Clarke Cnty. State Bank v. Reel, 11–1552.

Decision Date03 October 2012
Docket NumberNo. 11–1552.,11–1552.
PartiesCLARKE COUNTY STATE BANK, Plaintiff–Appellee, v. Josh REEL, Defendant–Appellant.
CourtIowa Court of Appeals

OPINION TEXT STARTS HERE

Appeal from the Iowa District Court for Dallas County, Gregory A. Hulse, Judge.

Defendant appeals the district court decision denying his request to quash a garnishment and the order condemning garnished funds. AFFIRMED.

Andrew B. Howie of Hudson, Mallaney, Schindler & Anderson, P.C., West Des Moines, for appellant.

Daniel Rockhold and Verle W. Norris, Corydon, for appellee.

Heard by VAITHESWARAN, P.J., BOWER, J., and HUITINK, S.J.*

HUITINK, S.J.

I. Background Facts & Proceedings.

After obtaining a monetary judgment against Josh Reel (a Florida resident) in Iowa district court, Clark County State Bank garnished Reel's retirement account held in Iowa by Charles Schwab & Co.
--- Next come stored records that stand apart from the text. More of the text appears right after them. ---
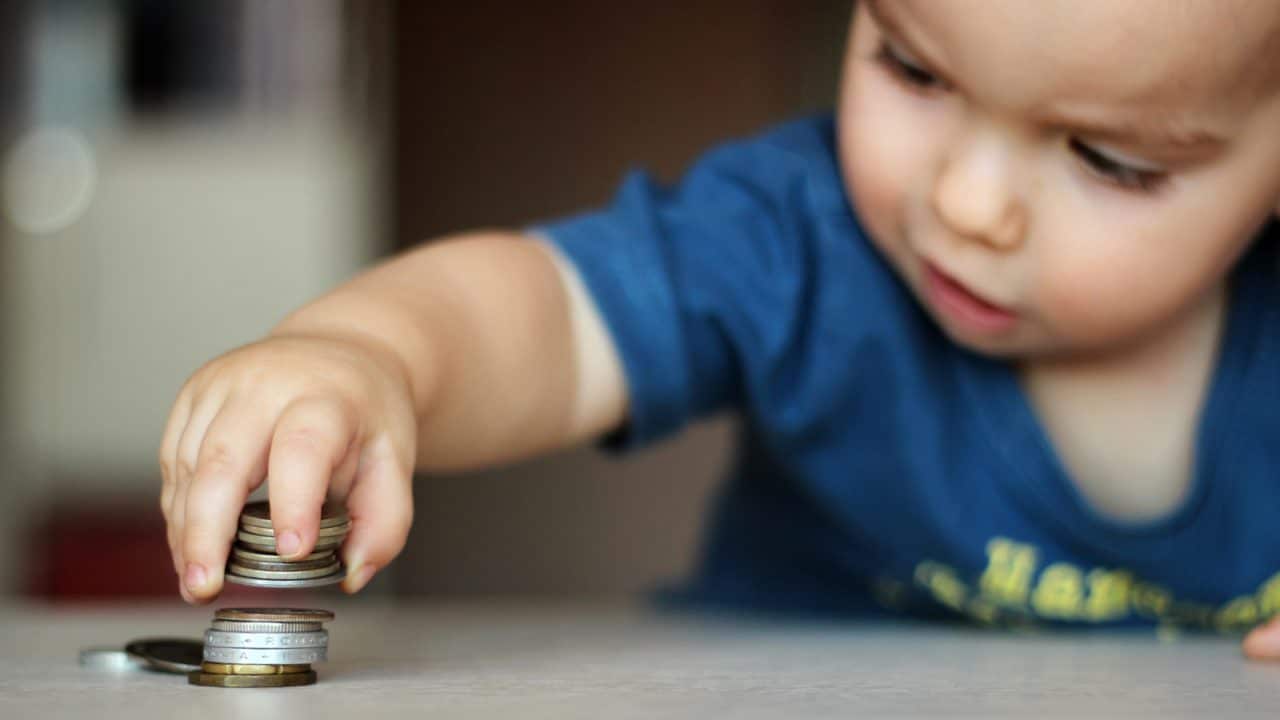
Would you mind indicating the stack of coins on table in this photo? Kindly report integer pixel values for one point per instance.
(254, 560)
(263, 647)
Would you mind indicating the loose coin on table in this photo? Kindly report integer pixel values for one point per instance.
(277, 680)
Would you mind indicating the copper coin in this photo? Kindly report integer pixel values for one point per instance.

Reel filed a motion to quash the garnishment claiming his retirement account was exempt from garnishment under both Iowa and Florida law. The trial court denied Reel's motion, citing the express provisions of Iowa Code section 627.6 (2011), limiting the availability of the specified exemptions to Iowa residents. The court also determined a similar exemption under Florida law was not enforceable in Iowa. On appeal, Reel contends Iowa courts should recognize Florida's exemption law and the trial court erred by concluding otherwise.

II. Standard of Review.

Our review in the case is for errors of law. See Padzensky v. Kinzenbaw, 343 N.W.2d 467, 469 (Iowa 1984) (garnishment proceedings are actions of law). The factual findings of the district court are binding upon us if they are supported by substantial evidence. Id. We are not bound, however, by the court's legal conclusions, “and we may inquire into whether the district court's ultimate conclusions were materially affected by improper conclusions of law.” Ellefson v. Centech Corp., 606 N .W.2d 324, 330 (Iowa 2000).

III. Merits.

Section 627.6 provides, “A debtor who is a resident of this state may hold exempt from execution the following property....” The exemption laws are purely statutory. In re Estate of Todd, 54 N.W.2d 521, 523–24 (Iowa 1952); Lyon v. Callopy, 54 N.W. 476, 476 (Iowa 1893). The statutory provision requires that a person must be a resident of Iowa in order to assert that certain property is exempt from execution under Iowa law. In re Estate of Deblois, 531 N.W.2d 128, 130 (Iowa 1995). Reel is not a resident of Iowa, and therefore, he may not claim his Charles Schwab account is exempt under section 627.6.

Reel instead claims we should apply Florida law to determine his Charles Schwab SEP–IRA account is exempt. He claims the account would be exempt under Florida Statute section 222.21 (2011) (exemption of pension money and certain tax-exempt funds or accounts from legal processes).1

Back in 1885 the Iowa Supreme Court stated, We regard it as the settled rule in this state that the exemption laws of another state or territory cannot be pleaded or relied on as a defense by either the garnishee or judgment debtor.” Broadstreet v. Clark, 22 N.W. 919, 920 (Iowa 1885). That statement was quoted with approval in Lyon, 54 N.W. at 476. The supreme court has also stated that [e]xemption laws of other states have no effect in Iowa.” Hager v. Adams, 30 N.W. 36, 37 (Iowa 1886).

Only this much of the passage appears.